Soldiers greeted at Piermont Pier.
Soldiers greeted at Piermont Pier.

By war’s end, 1,362,630 GIs had passed through Camp Shanks. So had prisoners of war: when the battle ended, 290,000 POWs from other camps in the U.S. passed through Camp Shanks on their way back home. The last German prisoner left the camp on July 22, 1946. Camp Shanks officially closed but was converted into Shanks Village for veterans who needed temporary housing. The vets, taking advantage of the GI Bill, started attending colleges like Columbia University, New York University, and City College. Rather than move to the city, they used GI Bill money to buy homes in the village and start families. Within a decade, the construction of the Palisades Parkway and the former Tappan Zee Bridge would erase any leftover buildings and accelerate the transformation of Rockland County from rural to suburban.

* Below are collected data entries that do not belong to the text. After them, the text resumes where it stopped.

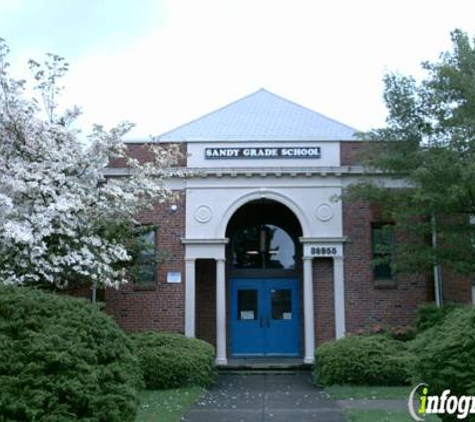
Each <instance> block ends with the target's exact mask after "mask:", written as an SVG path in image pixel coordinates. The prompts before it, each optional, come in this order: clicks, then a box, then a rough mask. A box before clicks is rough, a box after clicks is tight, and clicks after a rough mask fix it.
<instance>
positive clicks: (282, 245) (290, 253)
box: [233, 224, 295, 270]
mask: <svg viewBox="0 0 475 422" xmlns="http://www.w3.org/2000/svg"><path fill="white" fill-rule="evenodd" d="M233 264H234V267H235V268H250V269H256V268H274V269H287V270H290V269H295V244H294V241H293V239H292V238H291V237H290V236H289V235H288V233H287V232H285V231H284V230H282V229H281V228H280V227H277V226H274V225H272V224H256V225H252V226H247V227H243V228H241V229H240V230H238V231H237V232H236V234H235V236H234V239H233Z"/></svg>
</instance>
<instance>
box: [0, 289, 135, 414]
mask: <svg viewBox="0 0 475 422" xmlns="http://www.w3.org/2000/svg"><path fill="white" fill-rule="evenodd" d="M140 383H141V374H140V369H139V367H138V362H137V359H136V358H135V356H134V354H133V343H132V342H131V341H130V339H129V338H128V336H127V335H126V334H125V333H124V332H123V331H122V330H121V329H120V328H119V327H118V326H117V325H116V324H115V323H114V321H113V320H112V319H111V318H110V317H108V316H107V315H105V314H104V313H102V312H101V311H100V310H99V309H98V308H97V307H96V306H93V305H91V304H90V303H88V302H86V301H85V300H83V299H76V298H72V297H68V296H62V295H57V294H54V293H45V292H42V291H39V290H37V289H31V288H24V287H8V288H6V287H0V420H5V421H41V422H59V421H61V422H67V421H76V420H83V421H88V422H95V421H97V422H99V421H107V422H109V421H110V422H115V421H117V422H119V421H120V422H122V421H133V420H134V418H135V413H136V408H137V399H136V387H138V386H140Z"/></svg>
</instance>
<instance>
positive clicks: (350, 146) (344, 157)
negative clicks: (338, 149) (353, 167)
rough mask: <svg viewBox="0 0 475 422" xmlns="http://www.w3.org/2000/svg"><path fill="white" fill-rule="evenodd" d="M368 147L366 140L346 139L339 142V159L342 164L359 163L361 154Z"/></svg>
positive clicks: (347, 165) (352, 164)
mask: <svg viewBox="0 0 475 422" xmlns="http://www.w3.org/2000/svg"><path fill="white" fill-rule="evenodd" d="M366 148H368V144H367V143H366V142H360V141H346V142H340V160H341V165H342V166H352V165H356V164H361V155H362V154H363V153H364V150H365V149H366Z"/></svg>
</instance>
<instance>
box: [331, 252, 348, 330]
mask: <svg viewBox="0 0 475 422" xmlns="http://www.w3.org/2000/svg"><path fill="white" fill-rule="evenodd" d="M333 288H334V293H333V295H334V301H335V338H337V339H339V338H342V337H344V336H345V331H346V323H345V273H344V266H343V258H342V257H334V258H333Z"/></svg>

There are only two shrines to the memory of Camp Shanks and Shanks Village: the Camp Shanks Port of Departure Monument (Ferry Road in Piermont) and Camp Shanks Memorial Park (off Independence Avenue in Tappan). The Camp Shanks Museum, on South Greenbush Road near the intersection of Routes 303 and 340 in Orangeburg, opened in June 1994—the fiftieth anniversary of D-Day. A recreated Quonset hut barracks has photos, uniforms, music, posters, and other artifacts of the era.